The strength of humans is our ability to see patterns. Not only can we recognize them, we feel compelled to find them, to discover the reasons behind the reasons that every facet of life works the way it does. We even see patterns when they’re not really there. In some cases we’ve been extraordinarily successful. We understand enough about the natural world to harness electricity to light up and connect the world, and we use the properties of gravity to build enormous structures that stagger the imagination. We even manipulate the very atoms that surround us to make our world safer, more pleasant to look at, easier for us to live in.

But what we don’t really understand is ourselves. We’ve spent more time examining “the human condition” than probably any other subject. People, as a whole, are so flawed and seemingly unpredictable, that we want to know why it is that we do everything we do. There have got to be rules, we think, shouldn’t there? And I think I’ve stumbled upon something that might lead us in the right direction.

The idea started to coalesce after my daughter was born. As a baby, at first she couldn’t do much. Everything she did, everywhere she went, was dictated by her parents. Once she started being able to move around and grab things, I noticed that she would often try for the biggest object she could reach for, regardless of what it was. And if she could get it to make some kind of noise, so much the better. I realized that the object itself was largely irrelevant. What she wanted was the effect: the noise, the change she could create in her environment.

She wanted to have control over something, because she didn’t have control over anything else. And the thing is, I don’t believe that changes as we get older.

In this light, life appears to be mostly about levels of control: what we control in our lives, what we feel comfortable in allowing others to control for us, and what we choose not to exercise control over at all. One of the biggest paradoxes of life is why people do things that are physically and emotionally dangerous. Many people go out of their way, and against all logic, to put themselves in horrible situations that they have been in before. And this idea, the one of control, explains it. A person who jumps out of an airplane does so only when they’re convinced they have control over how fast – or slow --they hit the ground. A person who was abused as a child is more likely to be an adult abuser themselves, because it’s the only way (at least in their minds) to take back the power – the control – that they lost. They might not even be consciously aware of why they’re doing it.
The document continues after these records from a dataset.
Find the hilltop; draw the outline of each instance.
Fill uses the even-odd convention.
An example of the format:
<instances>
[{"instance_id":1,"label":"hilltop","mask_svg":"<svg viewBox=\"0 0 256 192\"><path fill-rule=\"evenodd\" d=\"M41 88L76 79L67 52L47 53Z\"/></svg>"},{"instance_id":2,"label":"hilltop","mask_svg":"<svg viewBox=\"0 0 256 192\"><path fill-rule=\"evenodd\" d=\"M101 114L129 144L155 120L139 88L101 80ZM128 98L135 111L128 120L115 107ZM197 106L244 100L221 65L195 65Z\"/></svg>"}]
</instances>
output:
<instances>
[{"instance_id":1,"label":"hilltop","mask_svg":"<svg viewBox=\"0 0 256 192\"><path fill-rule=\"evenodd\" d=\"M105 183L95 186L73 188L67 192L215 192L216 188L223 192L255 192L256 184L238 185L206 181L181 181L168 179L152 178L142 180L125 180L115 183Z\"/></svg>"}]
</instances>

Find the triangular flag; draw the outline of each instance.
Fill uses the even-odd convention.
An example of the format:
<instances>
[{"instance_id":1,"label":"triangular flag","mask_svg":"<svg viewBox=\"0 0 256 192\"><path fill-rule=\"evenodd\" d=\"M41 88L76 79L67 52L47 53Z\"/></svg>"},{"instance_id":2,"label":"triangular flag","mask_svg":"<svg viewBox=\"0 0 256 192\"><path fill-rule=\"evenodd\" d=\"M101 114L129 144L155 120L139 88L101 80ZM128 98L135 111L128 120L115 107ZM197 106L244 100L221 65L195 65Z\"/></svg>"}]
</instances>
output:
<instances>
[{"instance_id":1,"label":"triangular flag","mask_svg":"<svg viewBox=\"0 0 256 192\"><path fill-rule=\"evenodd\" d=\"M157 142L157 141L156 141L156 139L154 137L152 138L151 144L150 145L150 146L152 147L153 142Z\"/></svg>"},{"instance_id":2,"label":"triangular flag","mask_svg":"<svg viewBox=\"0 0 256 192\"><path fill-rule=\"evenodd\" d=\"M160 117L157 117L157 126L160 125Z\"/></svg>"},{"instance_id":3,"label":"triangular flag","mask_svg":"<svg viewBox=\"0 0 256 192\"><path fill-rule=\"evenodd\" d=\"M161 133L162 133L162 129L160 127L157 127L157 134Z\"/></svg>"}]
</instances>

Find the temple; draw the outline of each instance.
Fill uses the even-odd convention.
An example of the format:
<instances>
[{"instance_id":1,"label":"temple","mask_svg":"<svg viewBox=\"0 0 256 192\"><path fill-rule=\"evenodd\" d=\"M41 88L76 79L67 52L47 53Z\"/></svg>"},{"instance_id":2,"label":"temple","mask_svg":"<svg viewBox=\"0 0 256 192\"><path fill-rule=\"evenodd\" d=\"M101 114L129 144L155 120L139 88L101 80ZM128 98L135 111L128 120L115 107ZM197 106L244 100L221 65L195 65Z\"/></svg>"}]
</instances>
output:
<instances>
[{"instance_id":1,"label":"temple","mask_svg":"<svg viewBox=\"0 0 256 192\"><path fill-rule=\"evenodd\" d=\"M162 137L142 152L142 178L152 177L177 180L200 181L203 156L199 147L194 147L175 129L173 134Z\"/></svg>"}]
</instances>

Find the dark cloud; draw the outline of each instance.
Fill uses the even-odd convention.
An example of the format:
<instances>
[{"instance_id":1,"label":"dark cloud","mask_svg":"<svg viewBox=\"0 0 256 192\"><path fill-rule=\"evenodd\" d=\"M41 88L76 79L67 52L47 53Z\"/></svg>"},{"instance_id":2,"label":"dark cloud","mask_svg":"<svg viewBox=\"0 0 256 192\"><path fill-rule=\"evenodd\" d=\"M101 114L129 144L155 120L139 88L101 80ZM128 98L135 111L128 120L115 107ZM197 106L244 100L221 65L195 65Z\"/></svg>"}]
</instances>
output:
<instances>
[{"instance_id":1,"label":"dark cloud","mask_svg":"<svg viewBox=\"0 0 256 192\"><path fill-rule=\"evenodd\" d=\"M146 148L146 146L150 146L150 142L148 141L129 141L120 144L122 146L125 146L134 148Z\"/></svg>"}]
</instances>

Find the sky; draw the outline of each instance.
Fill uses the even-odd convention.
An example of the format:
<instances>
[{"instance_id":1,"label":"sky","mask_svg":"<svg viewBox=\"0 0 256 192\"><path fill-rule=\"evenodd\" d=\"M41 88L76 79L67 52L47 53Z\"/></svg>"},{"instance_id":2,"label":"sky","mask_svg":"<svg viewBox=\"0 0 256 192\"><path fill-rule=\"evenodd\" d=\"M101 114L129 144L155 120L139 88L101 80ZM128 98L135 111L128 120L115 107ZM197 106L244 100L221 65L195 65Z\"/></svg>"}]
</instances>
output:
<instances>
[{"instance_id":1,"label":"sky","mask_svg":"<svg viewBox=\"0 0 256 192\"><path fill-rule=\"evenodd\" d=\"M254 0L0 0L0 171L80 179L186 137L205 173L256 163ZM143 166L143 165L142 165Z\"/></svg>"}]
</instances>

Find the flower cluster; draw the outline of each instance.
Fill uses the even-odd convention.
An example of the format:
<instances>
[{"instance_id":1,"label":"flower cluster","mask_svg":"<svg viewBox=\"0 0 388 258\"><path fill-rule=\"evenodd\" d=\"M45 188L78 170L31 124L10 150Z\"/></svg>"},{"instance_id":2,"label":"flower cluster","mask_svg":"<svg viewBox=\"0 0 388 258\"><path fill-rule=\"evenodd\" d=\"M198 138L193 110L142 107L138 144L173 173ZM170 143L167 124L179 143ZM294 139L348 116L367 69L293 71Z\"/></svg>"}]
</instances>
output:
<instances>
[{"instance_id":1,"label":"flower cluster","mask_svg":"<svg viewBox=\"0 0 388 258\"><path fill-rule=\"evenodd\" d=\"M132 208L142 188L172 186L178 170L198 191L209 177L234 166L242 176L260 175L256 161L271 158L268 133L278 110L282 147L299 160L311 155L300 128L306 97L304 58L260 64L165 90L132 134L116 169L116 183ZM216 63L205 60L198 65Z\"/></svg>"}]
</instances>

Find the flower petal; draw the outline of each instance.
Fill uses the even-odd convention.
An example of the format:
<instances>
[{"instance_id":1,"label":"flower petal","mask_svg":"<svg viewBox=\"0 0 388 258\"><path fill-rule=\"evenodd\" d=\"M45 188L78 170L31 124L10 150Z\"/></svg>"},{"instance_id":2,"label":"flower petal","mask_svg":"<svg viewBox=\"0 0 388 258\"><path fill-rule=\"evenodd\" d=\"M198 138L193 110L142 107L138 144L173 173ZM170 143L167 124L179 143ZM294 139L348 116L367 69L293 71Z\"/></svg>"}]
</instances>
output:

Hoarders? They have a heightened level of need for control, and look to do it by hanging onto every possession, no matter how trivial. Gossips? They want to control information, and maybe the opinions of others while they’re at it. People-pleasers? They seek to influence how people think, in particular about them. And, as always, the pendulum swings the other way too. Substance addicts are all about losing control, not being responsible for a while. It’s a very seductive level of existence. After all, more people than not use some kind of mind-altering substance to “unwind” or “blow off steam” on a regular basis. Not to mention that there are plenty of high-power executives who have such responsibility in their professional lives that they will gladly pay someone to take all semblance of control away from them during their off hours.

Then there’s the third option: deciding not to attempt to assign control at all. I’ve been told repeatedly by my wife, family, and friends that I have the ability to recognize things that I have no control over, and not give them a second thought. They seem to think that this is a good trait to have, since it decreases my overall level of stress. I tend not to fret over politics, overseas strife, and “the future” in general. I’d agree with them, it if weren’t for the assumption that goes along with this… that I’m a good judge of what things I can affect, and what I can’t. I’m sure that there are whole rafts of things that never cross my mind because I can’t imagine that anything I do will change them, and I doubt there are any people who have changed the course of history who thought that way.

Of course, what I’m describing are extremes, but don’t all of us have this attribute, even if it’s in smaller degrees? It’s only a problem when one particular need for control – or need for the lack of control – becomes the main motivation behind most of your daily actions. That’s when your ability to function in society becomes impaired.

Help me figure out if this theory holds water. Take a moment to think about all the things you feel you must do during the day, and the things you’re perfectly comfortable with letting someone else do. Somewhere along the line, you’ve decided that some issues need your direct control, and others can be left to someone else, or be ignored altogether. Are there any obvious holes in this?